The Leading Source for Global News and Information Covering the Ecosystem of High Productivity Computing
September 28, 2007
Multicore devices will quickly evolve in both architecture and core count. This will motivate software developers to decouple the code from the hardware, in order to enable applications to move between different architectures and automatically scale as new processor generations are introduced. An appropriate programming model can enable this decoupling while maintaining -- and even enhancing -- performance.
Moore's Law is a statement about transistor density increasing over time. It has become harder and harder to squeeze extra performance out of a single core by using more transistors, and the fact that power consumption increases rapidly and nonlinearly with clock rate blocks further increases in performance by scaling to higher gigahertz ratings. Therefore, all major processor vendors have now switched to an explicitly parallel, multicore processor strategy. By combining multiple small, efficient cores onto a single chip, it is possible to get much higher overall performance and simultaneously improve power efficiency.
Unfortunately, only parallelized applications can exploit this additional performance. In fact, since the individual cores on a processor are often slower than the large single-core processors of the past, non-parallelized applications may in fact be slower on multicore processors. Also, since the number of cores will grow exponentially over time (under the new interpretation of Moore's Law), any application, in order to grow in performance, must be written to use any number of cores in a scalable fashion.
Autoparallelization tools are unlikely to help. Modern processors already exploit internally much of the implicit parallelism in an application, in the form of low-level instruction level parallelism (ILP). It has been shown that most applications have relatively small amounts of such implicit parallelism, and that this is already nearly fully utilized by modern processors.
However, there are further complications. The memory system is actually the chief bottleneck in many applications. In order to take advantage of the increased computational performance of a processor, the data must be moved onto the chip and off again as efficiently as possible. If the data rate cannot keep pace with the computational performance, than any increase in on-chip computational performance is useless.
In a multicore processor, all cores on a processor must share a finite off-chip bandwidth, making memory access even more of a bottleneck. Also, accessing main memory from the processor, for data that is not in cache, can take hundreds of processor clock cycles to complete. This latency can severely degrade performance since in the worst case the processor must stall while waiting for the memory access to complete.
There is a solution to this: even more parallelism! If the processor has extra, independent work to do while waiting for long-latency operations to complete, then it can run more efficiently. Single-core simultaneous multithreading, also called hyperthreading, is really a mechanism to hide latency.

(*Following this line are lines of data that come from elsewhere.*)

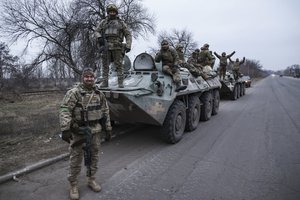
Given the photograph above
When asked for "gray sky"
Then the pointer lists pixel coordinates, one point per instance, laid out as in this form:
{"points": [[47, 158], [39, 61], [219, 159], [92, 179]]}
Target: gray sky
{"points": [[263, 30]]}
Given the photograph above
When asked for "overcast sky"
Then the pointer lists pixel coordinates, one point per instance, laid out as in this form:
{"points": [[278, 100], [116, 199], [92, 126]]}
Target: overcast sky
{"points": [[263, 30]]}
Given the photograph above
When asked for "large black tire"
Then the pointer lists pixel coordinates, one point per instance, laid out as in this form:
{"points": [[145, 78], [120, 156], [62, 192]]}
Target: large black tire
{"points": [[234, 93], [193, 113], [174, 124], [206, 108], [216, 102]]}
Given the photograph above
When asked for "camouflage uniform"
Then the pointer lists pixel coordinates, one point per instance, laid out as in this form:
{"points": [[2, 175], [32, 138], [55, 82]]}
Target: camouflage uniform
{"points": [[114, 30], [236, 67], [223, 63], [71, 121], [169, 58], [205, 57], [193, 66], [179, 50]]}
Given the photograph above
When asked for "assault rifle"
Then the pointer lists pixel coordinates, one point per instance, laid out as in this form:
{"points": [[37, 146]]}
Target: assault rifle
{"points": [[87, 141], [103, 43]]}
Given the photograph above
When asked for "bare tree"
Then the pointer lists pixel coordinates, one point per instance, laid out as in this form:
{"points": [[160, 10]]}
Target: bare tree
{"points": [[65, 30], [7, 63], [175, 37]]}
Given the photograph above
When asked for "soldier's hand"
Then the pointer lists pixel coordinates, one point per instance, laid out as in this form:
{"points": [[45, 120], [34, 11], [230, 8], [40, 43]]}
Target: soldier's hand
{"points": [[127, 49], [66, 136], [108, 136]]}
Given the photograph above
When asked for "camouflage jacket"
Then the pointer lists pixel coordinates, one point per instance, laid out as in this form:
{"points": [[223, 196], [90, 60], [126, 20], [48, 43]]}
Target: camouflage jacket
{"points": [[205, 58], [167, 57], [114, 30], [236, 64], [75, 101], [223, 59], [180, 56]]}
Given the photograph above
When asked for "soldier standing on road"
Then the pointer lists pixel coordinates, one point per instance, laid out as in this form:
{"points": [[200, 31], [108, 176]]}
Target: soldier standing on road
{"points": [[169, 58], [206, 59], [84, 98], [223, 63], [236, 67], [113, 30]]}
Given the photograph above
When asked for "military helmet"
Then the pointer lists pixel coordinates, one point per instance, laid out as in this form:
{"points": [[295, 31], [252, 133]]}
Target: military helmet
{"points": [[164, 42], [179, 46], [111, 7]]}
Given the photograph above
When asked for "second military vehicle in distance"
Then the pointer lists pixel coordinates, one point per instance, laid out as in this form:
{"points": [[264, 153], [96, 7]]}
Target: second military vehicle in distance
{"points": [[233, 88], [150, 97]]}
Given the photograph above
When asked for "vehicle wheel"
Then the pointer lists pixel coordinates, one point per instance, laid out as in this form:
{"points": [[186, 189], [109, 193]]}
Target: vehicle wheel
{"points": [[193, 113], [174, 124], [234, 93], [206, 109], [216, 102]]}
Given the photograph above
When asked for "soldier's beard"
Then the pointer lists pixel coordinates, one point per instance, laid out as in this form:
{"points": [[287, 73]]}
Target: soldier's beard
{"points": [[112, 16]]}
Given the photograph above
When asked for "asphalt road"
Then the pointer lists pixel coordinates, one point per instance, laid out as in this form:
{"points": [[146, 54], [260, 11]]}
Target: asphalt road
{"points": [[249, 151]]}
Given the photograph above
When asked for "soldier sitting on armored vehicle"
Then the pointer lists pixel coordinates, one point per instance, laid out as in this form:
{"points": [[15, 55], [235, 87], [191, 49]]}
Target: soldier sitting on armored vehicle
{"points": [[194, 67], [206, 59], [169, 58], [223, 63], [236, 67]]}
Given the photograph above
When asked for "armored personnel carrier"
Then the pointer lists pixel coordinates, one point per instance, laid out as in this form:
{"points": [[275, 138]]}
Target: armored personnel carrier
{"points": [[150, 97], [233, 88]]}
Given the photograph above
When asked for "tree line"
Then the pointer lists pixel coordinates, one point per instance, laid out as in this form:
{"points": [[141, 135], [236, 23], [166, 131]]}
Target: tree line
{"points": [[64, 31]]}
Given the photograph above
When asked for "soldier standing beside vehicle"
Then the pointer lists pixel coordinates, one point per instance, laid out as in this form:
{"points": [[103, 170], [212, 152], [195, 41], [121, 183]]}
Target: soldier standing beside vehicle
{"points": [[81, 111], [111, 31], [223, 63], [169, 58], [236, 67]]}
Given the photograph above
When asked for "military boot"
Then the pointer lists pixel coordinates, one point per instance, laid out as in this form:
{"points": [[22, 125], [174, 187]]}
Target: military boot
{"points": [[93, 184], [180, 87], [104, 84], [74, 193]]}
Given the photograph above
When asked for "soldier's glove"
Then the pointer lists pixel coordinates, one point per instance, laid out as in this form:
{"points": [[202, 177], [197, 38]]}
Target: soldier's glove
{"points": [[85, 129], [66, 136], [101, 41], [127, 49], [108, 135]]}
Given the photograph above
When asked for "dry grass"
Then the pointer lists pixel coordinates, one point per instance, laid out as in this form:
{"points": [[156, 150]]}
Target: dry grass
{"points": [[29, 128]]}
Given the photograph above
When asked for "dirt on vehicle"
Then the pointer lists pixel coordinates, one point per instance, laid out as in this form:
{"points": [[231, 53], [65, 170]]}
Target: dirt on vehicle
{"points": [[29, 129]]}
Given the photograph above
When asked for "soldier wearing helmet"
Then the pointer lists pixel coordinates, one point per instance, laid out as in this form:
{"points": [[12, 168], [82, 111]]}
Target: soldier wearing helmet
{"points": [[169, 58], [236, 67], [179, 49], [205, 56], [223, 63], [110, 33], [81, 111]]}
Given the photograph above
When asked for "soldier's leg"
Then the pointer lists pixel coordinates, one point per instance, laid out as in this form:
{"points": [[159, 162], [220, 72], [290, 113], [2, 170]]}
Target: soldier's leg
{"points": [[118, 59], [95, 147], [76, 156], [106, 60], [166, 69]]}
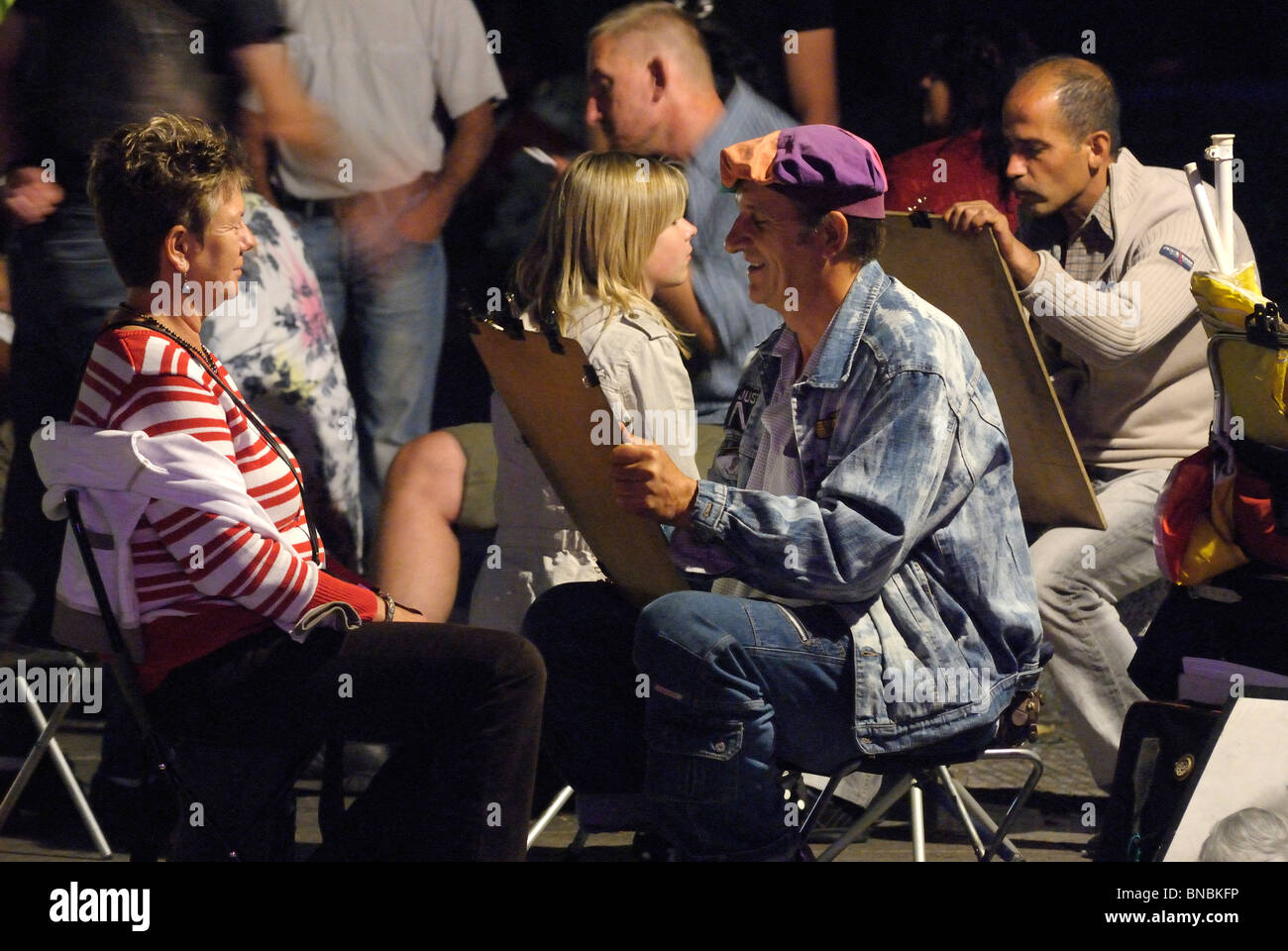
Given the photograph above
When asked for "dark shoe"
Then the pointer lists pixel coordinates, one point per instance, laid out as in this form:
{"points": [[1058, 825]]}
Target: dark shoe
{"points": [[651, 847]]}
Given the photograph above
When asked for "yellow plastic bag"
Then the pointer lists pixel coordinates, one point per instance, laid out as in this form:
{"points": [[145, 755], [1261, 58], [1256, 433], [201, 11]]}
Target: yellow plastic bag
{"points": [[1227, 299]]}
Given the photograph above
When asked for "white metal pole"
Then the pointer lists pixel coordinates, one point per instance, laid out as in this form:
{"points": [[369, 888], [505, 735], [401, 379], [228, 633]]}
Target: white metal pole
{"points": [[1222, 153], [1205, 208]]}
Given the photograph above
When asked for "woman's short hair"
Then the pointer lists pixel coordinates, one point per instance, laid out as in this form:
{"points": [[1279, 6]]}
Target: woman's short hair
{"points": [[1247, 835], [596, 232], [149, 176]]}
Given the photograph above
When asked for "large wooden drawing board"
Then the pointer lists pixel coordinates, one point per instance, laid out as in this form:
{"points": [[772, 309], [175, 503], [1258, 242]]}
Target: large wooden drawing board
{"points": [[553, 405], [964, 276]]}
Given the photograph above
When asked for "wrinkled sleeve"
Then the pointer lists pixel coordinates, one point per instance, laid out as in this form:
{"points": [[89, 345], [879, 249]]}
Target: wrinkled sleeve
{"points": [[871, 510]]}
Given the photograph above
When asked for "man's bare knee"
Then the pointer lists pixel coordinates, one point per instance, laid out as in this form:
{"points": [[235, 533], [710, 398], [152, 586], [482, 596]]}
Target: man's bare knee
{"points": [[432, 471]]}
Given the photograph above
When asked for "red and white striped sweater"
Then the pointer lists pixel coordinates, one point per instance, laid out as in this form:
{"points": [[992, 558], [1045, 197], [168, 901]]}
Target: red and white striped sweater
{"points": [[204, 581]]}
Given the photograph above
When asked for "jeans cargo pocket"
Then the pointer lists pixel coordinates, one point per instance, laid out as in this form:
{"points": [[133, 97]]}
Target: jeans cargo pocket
{"points": [[694, 761]]}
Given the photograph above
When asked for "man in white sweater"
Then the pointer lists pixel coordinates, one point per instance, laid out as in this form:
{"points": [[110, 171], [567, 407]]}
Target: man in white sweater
{"points": [[1103, 262]]}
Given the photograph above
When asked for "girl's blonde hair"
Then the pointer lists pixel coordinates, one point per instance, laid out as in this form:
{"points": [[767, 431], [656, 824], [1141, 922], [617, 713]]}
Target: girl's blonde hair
{"points": [[596, 232]]}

By having multiple concurrent tasks on a single core, it is possible to switch from one to another when one task encounters a long-latency operation, such as a memory access.
Little's Law states that for efficient execution, the number of concurrent tasks "in flight" at any point in time should be equal to the latency times the parallelism. A modern four-core processor with the ability to issue four floating-point operations (using SSE instructions or some other form of instruction-level-parallelism) at once has a total parallelism of 16, since it can issue 16 operations per clock. Suppose in general that we access main memory for every 8 numerical operations, which is an optimistic value. With a main memory latency of 128 cycles -- again optimistic -- we need 256 separate, independent tasks in order to fully utilize the processor.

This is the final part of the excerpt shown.